The Elements of a Good Photo


In an era where photo and video are king, visual marketing is essential for any business to thrive. When competing with the barrage of ads that consumers face, it’s important to understand the elements of a good photo. These elements, once mastered, will help to engage your audience and make your job more fun!

A good photo boils down to two parts:

  1. Captivation
    Your photo must be able to catch the attention of someone scrolling through hundreds of other photos on social media or walking by dozens of ads on the street. The best way to do that is to create something that looks different. Different doesn’t mean better or worse, it simply means that it stands out. Find out how others have photographed the same thing in the past, and do something completely different. You want the viewer to feel as though they’re seeing something that they can’t see anywhere else. This sense of novelty will make your photo a desirable place to rest the eyes.
  2. Storytelling
    Human beings, by nature, are infatuated with storytelling. The key is to tell a story that leaves a little bit to the imagination, because we’re also attracted to mystery. You could take a photo of a woman smiling, or you could take a photo of a woman smiling while holding her phone to her ear as she gets in a cab. In the former, you see a woman that is happy. In the latter, you see a woman who is happy because she’s having a good conversation with someone as she prepares to go somewhere. Who is she talking to? Where is she going? The mystery in combination with the narrative is what keeps your photo on the viewers mind for longer than average.
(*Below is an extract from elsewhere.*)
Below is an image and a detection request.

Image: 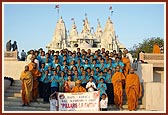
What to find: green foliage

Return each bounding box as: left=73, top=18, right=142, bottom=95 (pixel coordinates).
left=130, top=37, right=164, bottom=58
There is virtually no reason for anyone to pay attention to you if you aren’t making it worth their while. If someone is going to buy into your product, service or idea, you need to show them something that they can’t get anywhere else. That may seem harder to do today since more people have access to a camera than ever before, but don’t let that intimidate you. More cameras just mean more mediocre photos. When you create an image that captivates your audience and tells them a story, it doesn’t matter whose camera you’re using, you have a higher probability of rising to the top.